Ok. But both swapoff and tmpfs umount does not look like
operations that should be concurrent by any cost.

>> shmem: fix race between shmem_unuse and umount
>>
>> From: Konstantin Khlebnikov <khlebnikov@yandex-team.ru>
>>
>> Function shmem_unuse could race with generic_shutdown_super.
>> Inode reference is not enough for preventing umount and freeing superblock.
>>
>> Signed-off-by: Konstantin Khlebnikov <khlebnikov@yandex-team.ru>
>> ---
>>   mm/shmem.c |   24 +++++++++++++++++++++++-
>>   1 file changed, 23 insertions(+), 1 deletion(-)
>>
>> diff --git a/mm/shmem.c b/mm/shmem.c
>> index b3db3779a30a..2018a9a96bb7 100644
>> --- a/mm/shmem.c
>> +++ b/mm/shmem.c
>> @@ -1218,6 +1218,10 @@ static int shmem_unuse_inode(struct inode *inode, unsigned int type,
>>   	return ret;
>>   }
>>   
>> +static void shmem_synchronize_umount(struct super_block *sb, void *arg)
>> +{
>> +}
>> +
> 
> I think this can go away, see below.
> 
>>   /*
>>    * Read all the shared memory data that resides in the swap
>>    * device 'type' back into memory, so the swap device can be
>> @@ -1229,6 +1233,7 @@ int shmem_unuse(unsigned int type, bool frontswap,
>>   	struct shmem_inode_info *info, *next;
>>   	struct inode *inode;
>>   	struct inode *prev_inode = NULL;
>> +	struct super_block *sb;
>>   	int error = 0;
>>   
>>   	if (list_empty(&shmem_swaplist))
>> @@ -1247,9 +1252,22 @@ int shmem_unuse(unsigned int type, bool frontswap,
>>   			continue;
>>   		}
>>   
>> +		/*
>> +		 * Lock superblock to prevent umount and freeing it under us.
>> +		 * If umount in progress it will free swap enties.
>> +		 *
>> +		 * Must be done before grabbing inode reference, otherwise
>> +		 * generic_shutdown_super() will complain about busy inodes.
>> +		 */
>> +		sb = info->vfs_inode.i_sb;
>> +		if (!trylock_super(sb))
> 
> Right, trylock important there.
> 
>> +			continue;
>> +
>>   		inode = igrab(&info->vfs_inode);
>> -		if (!inode)
>> +		if (!inode) {
>> +			up_read(&sb->s_umount);
> 
> Yes, that indeed avoids the difficulty I had with when to call
> deactivate_super(), that put me off trying to use s_active.
> 
>>   			continue;
>> +		}
>>   
>>   		mutex_unlock(&shmem_swaplist_mutex);
>>   		if (prev_inode)
>> @@ -1258,6 +1276,7 @@ int shmem_unuse(unsigned int type, bool frontswap,
>>   
>>   		error = shmem_unuse_inode(inode, type, frontswap,
>>   					  fs_pages_to_unuse);
>> +		up_read(&sb->s_umount);
> 
> No, not here. I think you have to note prev_sb, and then only
> up_read(&prev_sb->s_umount) after each iput(prev_inode): otherwise
> there's still a risk of "Self-destruct in 5 seconds", isn't there?

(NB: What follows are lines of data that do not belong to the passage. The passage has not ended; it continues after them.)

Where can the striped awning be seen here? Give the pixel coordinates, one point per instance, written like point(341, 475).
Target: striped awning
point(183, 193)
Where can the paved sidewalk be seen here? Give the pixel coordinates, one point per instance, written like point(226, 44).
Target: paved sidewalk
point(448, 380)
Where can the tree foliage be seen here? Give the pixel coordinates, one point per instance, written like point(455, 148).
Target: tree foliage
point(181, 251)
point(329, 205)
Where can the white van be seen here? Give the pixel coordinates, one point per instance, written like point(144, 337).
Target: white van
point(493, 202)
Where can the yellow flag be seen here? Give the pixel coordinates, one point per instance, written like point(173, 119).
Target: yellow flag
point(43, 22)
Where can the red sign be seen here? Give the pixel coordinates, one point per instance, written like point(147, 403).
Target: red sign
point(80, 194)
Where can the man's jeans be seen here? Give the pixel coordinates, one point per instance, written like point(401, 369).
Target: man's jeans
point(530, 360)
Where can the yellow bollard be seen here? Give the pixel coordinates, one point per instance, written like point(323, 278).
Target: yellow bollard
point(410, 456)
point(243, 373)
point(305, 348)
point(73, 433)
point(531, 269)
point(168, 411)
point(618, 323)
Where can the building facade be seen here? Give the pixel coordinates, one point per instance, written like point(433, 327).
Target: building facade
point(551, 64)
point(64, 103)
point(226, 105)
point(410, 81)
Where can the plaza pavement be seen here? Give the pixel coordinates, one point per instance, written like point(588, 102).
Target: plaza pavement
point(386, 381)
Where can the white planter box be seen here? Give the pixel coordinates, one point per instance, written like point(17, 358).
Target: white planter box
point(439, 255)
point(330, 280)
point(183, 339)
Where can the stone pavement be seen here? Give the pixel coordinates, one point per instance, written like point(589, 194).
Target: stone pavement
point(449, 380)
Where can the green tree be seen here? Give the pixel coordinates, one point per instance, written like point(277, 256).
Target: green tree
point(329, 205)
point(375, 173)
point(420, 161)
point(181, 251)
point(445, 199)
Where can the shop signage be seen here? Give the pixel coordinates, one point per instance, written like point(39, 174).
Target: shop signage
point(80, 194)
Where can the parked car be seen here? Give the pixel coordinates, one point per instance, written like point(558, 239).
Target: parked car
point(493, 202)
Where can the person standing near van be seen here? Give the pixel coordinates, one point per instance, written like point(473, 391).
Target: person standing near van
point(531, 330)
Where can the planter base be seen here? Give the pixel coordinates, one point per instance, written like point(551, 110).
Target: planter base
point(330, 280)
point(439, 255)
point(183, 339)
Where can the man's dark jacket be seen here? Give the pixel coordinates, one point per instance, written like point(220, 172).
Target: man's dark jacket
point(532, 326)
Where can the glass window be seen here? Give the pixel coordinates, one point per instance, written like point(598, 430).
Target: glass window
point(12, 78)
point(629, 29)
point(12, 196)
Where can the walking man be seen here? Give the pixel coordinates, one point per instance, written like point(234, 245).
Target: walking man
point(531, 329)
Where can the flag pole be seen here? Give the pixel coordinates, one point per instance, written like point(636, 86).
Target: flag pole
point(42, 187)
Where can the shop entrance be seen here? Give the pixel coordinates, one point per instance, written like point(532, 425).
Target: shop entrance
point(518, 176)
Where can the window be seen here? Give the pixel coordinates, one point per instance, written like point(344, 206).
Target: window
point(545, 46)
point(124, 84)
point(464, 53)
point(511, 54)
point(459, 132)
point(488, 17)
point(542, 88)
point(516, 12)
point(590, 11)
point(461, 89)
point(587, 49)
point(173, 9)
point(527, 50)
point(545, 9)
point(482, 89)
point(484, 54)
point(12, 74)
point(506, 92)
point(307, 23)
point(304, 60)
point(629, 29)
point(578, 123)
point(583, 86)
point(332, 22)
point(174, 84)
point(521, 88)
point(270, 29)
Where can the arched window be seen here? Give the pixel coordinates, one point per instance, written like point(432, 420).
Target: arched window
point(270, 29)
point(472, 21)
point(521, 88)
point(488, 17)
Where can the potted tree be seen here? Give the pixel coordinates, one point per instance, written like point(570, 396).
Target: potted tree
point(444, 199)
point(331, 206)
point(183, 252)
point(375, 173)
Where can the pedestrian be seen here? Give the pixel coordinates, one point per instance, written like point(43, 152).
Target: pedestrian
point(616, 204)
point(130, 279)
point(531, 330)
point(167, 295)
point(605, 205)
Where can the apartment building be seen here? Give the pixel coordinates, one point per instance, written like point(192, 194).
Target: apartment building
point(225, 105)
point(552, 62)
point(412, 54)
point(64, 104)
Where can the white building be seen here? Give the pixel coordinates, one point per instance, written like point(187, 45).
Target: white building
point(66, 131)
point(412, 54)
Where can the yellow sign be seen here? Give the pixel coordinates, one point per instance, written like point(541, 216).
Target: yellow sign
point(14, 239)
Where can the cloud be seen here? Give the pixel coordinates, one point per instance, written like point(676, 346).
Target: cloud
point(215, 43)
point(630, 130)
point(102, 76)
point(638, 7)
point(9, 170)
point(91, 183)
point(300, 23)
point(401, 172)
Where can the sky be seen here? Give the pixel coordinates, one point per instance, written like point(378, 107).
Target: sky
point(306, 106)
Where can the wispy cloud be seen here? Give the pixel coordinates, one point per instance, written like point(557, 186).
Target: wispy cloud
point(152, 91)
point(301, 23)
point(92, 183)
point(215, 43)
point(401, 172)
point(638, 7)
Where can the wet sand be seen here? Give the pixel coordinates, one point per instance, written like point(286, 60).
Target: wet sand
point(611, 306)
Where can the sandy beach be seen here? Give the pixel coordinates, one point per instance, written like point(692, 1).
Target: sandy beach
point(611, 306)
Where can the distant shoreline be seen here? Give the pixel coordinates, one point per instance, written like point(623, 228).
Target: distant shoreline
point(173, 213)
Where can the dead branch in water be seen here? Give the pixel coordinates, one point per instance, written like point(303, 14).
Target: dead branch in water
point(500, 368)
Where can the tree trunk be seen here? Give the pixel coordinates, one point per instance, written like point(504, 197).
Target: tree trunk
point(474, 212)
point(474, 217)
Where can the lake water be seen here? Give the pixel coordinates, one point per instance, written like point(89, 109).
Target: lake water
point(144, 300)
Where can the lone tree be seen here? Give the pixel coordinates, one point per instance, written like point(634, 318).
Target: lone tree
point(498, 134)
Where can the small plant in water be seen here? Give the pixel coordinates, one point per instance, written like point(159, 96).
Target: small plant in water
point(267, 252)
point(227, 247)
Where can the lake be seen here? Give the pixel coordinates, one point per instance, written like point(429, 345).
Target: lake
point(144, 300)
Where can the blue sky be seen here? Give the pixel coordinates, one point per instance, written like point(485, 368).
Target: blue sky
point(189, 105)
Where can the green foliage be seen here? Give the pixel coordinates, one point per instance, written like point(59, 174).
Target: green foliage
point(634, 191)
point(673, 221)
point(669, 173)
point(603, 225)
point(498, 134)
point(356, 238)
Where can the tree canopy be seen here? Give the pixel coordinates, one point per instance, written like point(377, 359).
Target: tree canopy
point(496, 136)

Oh yes. So, this code have to swap sb locks above with this monster

if (sb != info->vfs_inode.i_sb) {
     if (sb)
         up_read(&sb->s_umount);
     sb = NULL;
     if (!trylock_super(info->vfs_inode.i_sb))
	continue;
     sb = info->vfs_inode.i_sb
}

Locking shmem_swaplist_mutex under s_umount should be fine.


Also I looking into idea of treating swapoff like reverse-writeback:
-> iterate over superblocks
-> lock s_umount with normal down_read
-> iterate over inodes
-> iterate over inode tags
-> ...

Whole code will be more natural in this way.

> 
>>   		cond_resched();
>>   
>>   		mutex_lock(&shmem_swaplist_mutex);
>> @@ -1272,6 +1291,9 @@ int shmem_unuse(unsigned int type, bool frontswap,
>>   	if (prev_inode)
>>   		iput(prev_inode);
>>   
>> +	/* Wait for umounts, this grabs s_umount for each superblock. */
>> +	iterate_supers_type(&shmem_fs_type, shmem_synchronize_umount, NULL);
>> +
> 
> I guess that's an attempt to compensate for the somewhat unsatisfactory
> trylock above (bearing in mind the SWAP_UNUSE_MAX_TRIES 3, but I remove
> that in my 2/4). Nice idea, and if it had the effect of never needing to
> retry shmem_unuse(), I'd say yes; but since you're still passing over
> un-igrab()-able inodes without an equivalent synchronization, I think
> this odd iterate_supers_type() just delays swapoff without buying any
> guarantee: better just deleted to keep your patch simpler.

Yep, robust algorithm is better than try-3-times-and-give-up =)
(could hide bugs for ages)

I suppose your solution will wait for wakeup from shmem_evict_inode()?
That should work. In more general design this could be something like
__wait_on_freeing_inode(), but with killable wait.

> 
>>   	return error;
>>   }
>>   
> 
> Thanks,
> Hugh
>